Big Data Business Model Maturity Index

We’re living in the era where big data has achieved its rightful ubiquity as the most prominent technology trend in the post 2010s era, it is only natural to see the large platforms introduce their own models for the maturity index of this technology paradigm. Big data has crossed over from being a fringe technology for the mere insights into customer and stakeholder analytics, into a phenomenon that can easily be transformed into monetization and tangible outcome models. In fact, according to McKinsey, the largest trends are in moving away from mere descriptive analytics, where the past records and performance of the data and business were highlighted, to a more prescriptive model, where predictive analytics play a major role. In fact, according to the latest models developed by some of the world’s largest data analytics corporations, the key highlights of the business index maturity model in big data point to the following, expressed in the diagram below:

Business Model Maturity Index

In the aforementioned, as per Dell EMC, the first stages of the BMMI start with business monitoring where customer product and operational data are gathered to form more prospective and prescriptive reports among the line of what has actually happened.

In the second stage, the data becomes more prescriptive in nature, gleaning out the key business insights that have been derived and also providing a wider scope on which data science in itself can be applied to customer and product data to derive more actionable insights and ultimately help in coercing the business outcomes.

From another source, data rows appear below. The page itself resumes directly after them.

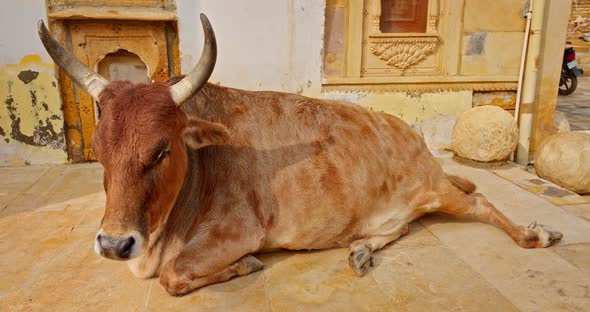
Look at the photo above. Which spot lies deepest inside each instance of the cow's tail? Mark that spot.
(462, 183)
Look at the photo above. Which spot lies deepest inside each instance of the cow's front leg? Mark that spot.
(178, 285)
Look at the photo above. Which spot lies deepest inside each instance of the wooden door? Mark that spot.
(403, 16)
(152, 42)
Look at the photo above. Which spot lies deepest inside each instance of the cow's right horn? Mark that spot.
(192, 83)
(92, 82)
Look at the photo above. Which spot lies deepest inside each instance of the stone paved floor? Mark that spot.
(49, 215)
(576, 106)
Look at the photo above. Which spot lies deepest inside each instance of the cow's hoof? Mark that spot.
(176, 289)
(540, 236)
(246, 265)
(361, 260)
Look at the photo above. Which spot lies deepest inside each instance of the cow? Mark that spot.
(199, 178)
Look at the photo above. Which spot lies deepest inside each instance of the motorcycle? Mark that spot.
(568, 81)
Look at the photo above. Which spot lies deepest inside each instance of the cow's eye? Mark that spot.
(163, 154)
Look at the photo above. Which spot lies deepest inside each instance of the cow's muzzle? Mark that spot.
(118, 247)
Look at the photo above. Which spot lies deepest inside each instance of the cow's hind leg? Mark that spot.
(476, 205)
(361, 251)
(179, 285)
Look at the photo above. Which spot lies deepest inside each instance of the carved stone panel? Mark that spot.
(402, 55)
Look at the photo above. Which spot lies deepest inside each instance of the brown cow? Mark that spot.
(193, 193)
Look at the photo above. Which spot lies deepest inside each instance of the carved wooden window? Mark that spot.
(403, 16)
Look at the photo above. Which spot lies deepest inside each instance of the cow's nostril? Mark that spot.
(125, 247)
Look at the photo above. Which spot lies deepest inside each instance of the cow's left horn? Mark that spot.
(92, 82)
(189, 85)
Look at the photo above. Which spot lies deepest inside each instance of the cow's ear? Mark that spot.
(199, 133)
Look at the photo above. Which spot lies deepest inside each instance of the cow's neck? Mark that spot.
(168, 238)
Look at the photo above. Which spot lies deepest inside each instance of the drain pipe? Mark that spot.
(526, 98)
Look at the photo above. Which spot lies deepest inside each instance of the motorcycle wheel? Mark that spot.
(568, 84)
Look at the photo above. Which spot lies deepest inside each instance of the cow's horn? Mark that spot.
(92, 82)
(189, 85)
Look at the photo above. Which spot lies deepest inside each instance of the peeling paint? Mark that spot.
(27, 76)
(476, 43)
(31, 119)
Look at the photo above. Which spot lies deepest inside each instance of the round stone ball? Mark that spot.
(564, 159)
(485, 133)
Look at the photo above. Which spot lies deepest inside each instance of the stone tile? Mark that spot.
(582, 211)
(434, 279)
(532, 279)
(46, 182)
(576, 106)
(78, 180)
(578, 255)
(54, 201)
(48, 261)
(319, 281)
(554, 193)
(15, 180)
(418, 236)
(520, 206)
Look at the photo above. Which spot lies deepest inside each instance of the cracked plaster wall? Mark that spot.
(31, 119)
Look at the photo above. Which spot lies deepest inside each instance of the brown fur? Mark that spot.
(288, 172)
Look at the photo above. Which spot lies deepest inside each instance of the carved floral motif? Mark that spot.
(403, 52)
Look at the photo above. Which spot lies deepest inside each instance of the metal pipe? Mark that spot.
(529, 85)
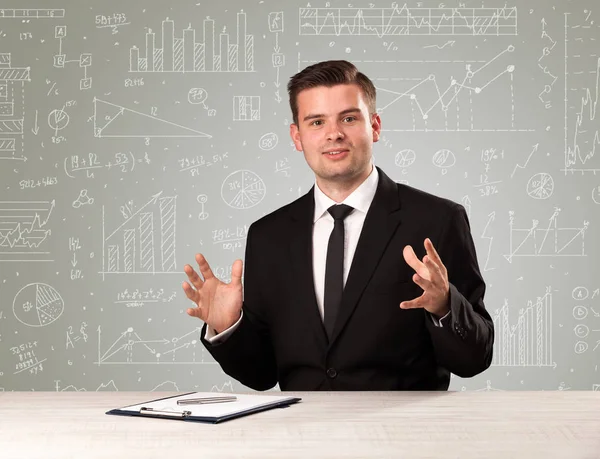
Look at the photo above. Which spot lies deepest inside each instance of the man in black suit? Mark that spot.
(328, 302)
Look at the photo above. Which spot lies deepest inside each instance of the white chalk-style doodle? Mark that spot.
(111, 120)
(544, 96)
(243, 189)
(12, 108)
(398, 21)
(437, 103)
(130, 348)
(444, 159)
(83, 199)
(38, 305)
(31, 13)
(596, 194)
(60, 59)
(202, 199)
(277, 57)
(246, 108)
(184, 54)
(268, 141)
(145, 243)
(24, 231)
(582, 131)
(405, 158)
(548, 241)
(528, 342)
(540, 186)
(518, 166)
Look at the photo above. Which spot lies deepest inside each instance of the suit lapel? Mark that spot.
(301, 231)
(380, 224)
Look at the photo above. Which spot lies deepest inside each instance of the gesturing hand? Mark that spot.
(217, 303)
(432, 277)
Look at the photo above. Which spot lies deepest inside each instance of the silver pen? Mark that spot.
(202, 400)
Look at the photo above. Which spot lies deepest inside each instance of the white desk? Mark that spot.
(532, 425)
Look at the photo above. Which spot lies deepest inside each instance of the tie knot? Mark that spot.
(340, 211)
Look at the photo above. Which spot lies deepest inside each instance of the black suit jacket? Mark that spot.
(375, 344)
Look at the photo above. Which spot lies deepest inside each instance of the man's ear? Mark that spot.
(376, 126)
(295, 135)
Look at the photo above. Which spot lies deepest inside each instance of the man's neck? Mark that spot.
(338, 191)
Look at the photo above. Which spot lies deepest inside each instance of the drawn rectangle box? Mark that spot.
(7, 109)
(7, 145)
(278, 59)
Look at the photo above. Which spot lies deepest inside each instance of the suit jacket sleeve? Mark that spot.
(464, 344)
(247, 354)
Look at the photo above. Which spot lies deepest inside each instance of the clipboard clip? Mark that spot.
(174, 414)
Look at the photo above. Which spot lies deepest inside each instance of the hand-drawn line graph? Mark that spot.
(111, 120)
(243, 189)
(582, 140)
(528, 343)
(23, 230)
(11, 13)
(408, 21)
(12, 108)
(186, 55)
(38, 305)
(551, 241)
(129, 349)
(145, 242)
(456, 103)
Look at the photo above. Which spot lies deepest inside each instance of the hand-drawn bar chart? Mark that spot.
(145, 242)
(408, 21)
(529, 341)
(168, 53)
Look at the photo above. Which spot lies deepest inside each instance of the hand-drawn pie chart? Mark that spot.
(243, 189)
(38, 305)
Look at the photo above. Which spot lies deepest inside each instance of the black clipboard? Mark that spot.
(181, 415)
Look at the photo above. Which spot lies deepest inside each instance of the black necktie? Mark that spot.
(334, 270)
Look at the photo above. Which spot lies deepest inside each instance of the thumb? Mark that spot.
(236, 272)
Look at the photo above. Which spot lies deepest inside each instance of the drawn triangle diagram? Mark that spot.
(111, 120)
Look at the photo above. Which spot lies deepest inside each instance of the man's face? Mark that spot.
(336, 120)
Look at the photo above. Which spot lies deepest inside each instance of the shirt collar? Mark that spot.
(360, 198)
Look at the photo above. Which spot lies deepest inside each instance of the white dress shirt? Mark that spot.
(360, 199)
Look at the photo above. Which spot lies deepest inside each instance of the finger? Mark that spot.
(190, 292)
(422, 282)
(435, 256)
(236, 272)
(434, 272)
(193, 276)
(411, 258)
(204, 267)
(412, 304)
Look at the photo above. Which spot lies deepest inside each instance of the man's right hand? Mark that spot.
(217, 303)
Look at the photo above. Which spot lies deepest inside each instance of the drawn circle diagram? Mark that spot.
(243, 189)
(57, 120)
(268, 141)
(405, 158)
(38, 305)
(540, 186)
(197, 96)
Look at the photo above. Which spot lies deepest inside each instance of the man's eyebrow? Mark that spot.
(319, 115)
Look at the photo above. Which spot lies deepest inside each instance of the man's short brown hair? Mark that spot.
(330, 73)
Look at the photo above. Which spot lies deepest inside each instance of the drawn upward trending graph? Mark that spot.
(457, 97)
(145, 242)
(185, 54)
(408, 21)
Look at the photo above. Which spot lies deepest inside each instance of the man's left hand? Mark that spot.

In the third stage, the business analytics, and visualization thus gathered, is actually modelled as per the customer and user behavior to gain a greater sense of understanding on how to monetize the data to gain adequate actionables and identify new revenue opportunities for the data to be monetized and drive greater value for the business as a whole.

The final stage is where the entire business data model is metamorphosed to enhance customer data to drive business insights and intelligence and garner a position of greater revenue and competitive intelligence, thus successfully leading to the transformation of the enterprise as a whole in the marketplace.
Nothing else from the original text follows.